According to Cook, the massive uptake makes Apple Pay the largest contactless payment system in the U.S., more than the combined total of cards registered with competitors.

"The early ramp [of Apple Pay] looks fantastic," Cook said in an interview with WSJ managing editor Gerry Baker.

Cook referred to recent revelations that Merchant Customer Exchange retailers like Rite Aid and CVS are now blocking Apple Pay, characterizing the situation as a "skirmish" that will ultimately be decided by consumers "over the long arc of time."

Apple Pay debuted last week as part of iOS 8.1, enabling the NFC module in the iPhone 6 and iPhone 6 Plus to handle touch-less mobile payments. The payments solution integrates with Touch ID fingerprint recognition, performs tokenized transactions and includes hardware-level data security.



33 Comments

suddenly newton 14 Years · 13819 comments

Whatever. 1 million activations is what Android does in, what? every 0.05 seconds? /s

paul94544 15 Years · 1024 comments

thats great i just wish my rei (us bank) credit card and Etrade debit cards were one of those

tallest skil 14 Years · 43086 comments

Wish I could. My bank doesn’t support it yet.

 

I still prefer cloth to anything else, anyway. Then again, what does it matter when currency is backed by faith?

In before any posts calling out “hypocrisy”.

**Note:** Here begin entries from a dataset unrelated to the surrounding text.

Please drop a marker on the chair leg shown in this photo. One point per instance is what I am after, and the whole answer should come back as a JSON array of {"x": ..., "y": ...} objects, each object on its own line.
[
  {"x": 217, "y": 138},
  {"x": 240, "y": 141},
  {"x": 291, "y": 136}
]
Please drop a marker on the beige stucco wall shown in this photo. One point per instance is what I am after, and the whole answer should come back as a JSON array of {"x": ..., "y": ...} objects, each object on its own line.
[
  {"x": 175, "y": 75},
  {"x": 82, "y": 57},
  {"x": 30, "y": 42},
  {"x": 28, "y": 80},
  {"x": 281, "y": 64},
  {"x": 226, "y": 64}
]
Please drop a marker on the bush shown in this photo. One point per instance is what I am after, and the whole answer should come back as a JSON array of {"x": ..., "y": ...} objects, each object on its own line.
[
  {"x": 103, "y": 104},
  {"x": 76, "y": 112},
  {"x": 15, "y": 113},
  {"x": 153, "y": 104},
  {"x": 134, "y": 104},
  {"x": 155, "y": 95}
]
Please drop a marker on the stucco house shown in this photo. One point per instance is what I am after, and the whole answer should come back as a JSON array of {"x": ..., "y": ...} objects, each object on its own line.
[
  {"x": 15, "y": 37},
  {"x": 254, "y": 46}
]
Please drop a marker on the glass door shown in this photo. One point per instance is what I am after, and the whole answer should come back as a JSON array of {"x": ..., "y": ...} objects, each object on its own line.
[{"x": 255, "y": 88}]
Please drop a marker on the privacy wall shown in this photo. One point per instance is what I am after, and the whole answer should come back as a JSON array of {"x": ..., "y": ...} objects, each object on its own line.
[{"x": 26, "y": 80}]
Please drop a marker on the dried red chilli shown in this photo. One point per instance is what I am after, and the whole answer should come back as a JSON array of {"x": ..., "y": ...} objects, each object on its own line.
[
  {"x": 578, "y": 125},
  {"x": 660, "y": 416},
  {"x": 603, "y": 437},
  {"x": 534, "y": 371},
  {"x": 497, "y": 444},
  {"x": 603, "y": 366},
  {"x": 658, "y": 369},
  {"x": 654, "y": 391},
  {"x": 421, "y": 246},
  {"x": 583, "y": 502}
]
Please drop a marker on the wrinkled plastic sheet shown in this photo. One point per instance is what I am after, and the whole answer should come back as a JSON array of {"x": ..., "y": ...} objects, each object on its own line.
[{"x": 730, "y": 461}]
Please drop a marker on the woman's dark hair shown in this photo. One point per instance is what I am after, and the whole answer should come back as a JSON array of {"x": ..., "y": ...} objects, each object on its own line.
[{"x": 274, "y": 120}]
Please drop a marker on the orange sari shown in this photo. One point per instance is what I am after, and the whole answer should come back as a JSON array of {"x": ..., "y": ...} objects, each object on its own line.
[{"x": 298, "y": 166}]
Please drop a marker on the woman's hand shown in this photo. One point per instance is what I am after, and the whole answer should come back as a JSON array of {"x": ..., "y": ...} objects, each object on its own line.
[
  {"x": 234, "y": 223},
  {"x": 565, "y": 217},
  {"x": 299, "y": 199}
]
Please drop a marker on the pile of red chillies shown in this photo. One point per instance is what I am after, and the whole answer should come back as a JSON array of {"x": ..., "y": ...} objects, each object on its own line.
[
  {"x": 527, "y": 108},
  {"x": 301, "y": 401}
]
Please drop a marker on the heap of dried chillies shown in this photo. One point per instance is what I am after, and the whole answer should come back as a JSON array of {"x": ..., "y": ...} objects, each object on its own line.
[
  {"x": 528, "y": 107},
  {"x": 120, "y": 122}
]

rogifan 13 Years · 10667 comments

OK I was following The Verge live blog. Can someone tell me why Cook accepts invitations to these events? He doesn't say anything interesting. All the same answers we've heard a million times before. TV is an area of interest for Apple. TV interfaces are stuck In the 70s blah blah blah. Cook said the exact same thing in 2012 and 2013. Seriously these questions were bad (and predictable) and so were Cooks answers. http://live.theverge.com/tim-cook-wsjd-live-blog/ Jony Ive is receiving an award from the San Francisco Museum of Modern Art on Thursday evening. He's supposed to be doing a sit down interview. God I hope someone asks him some interesting questions and we don't get the same answers we've heard a million times before.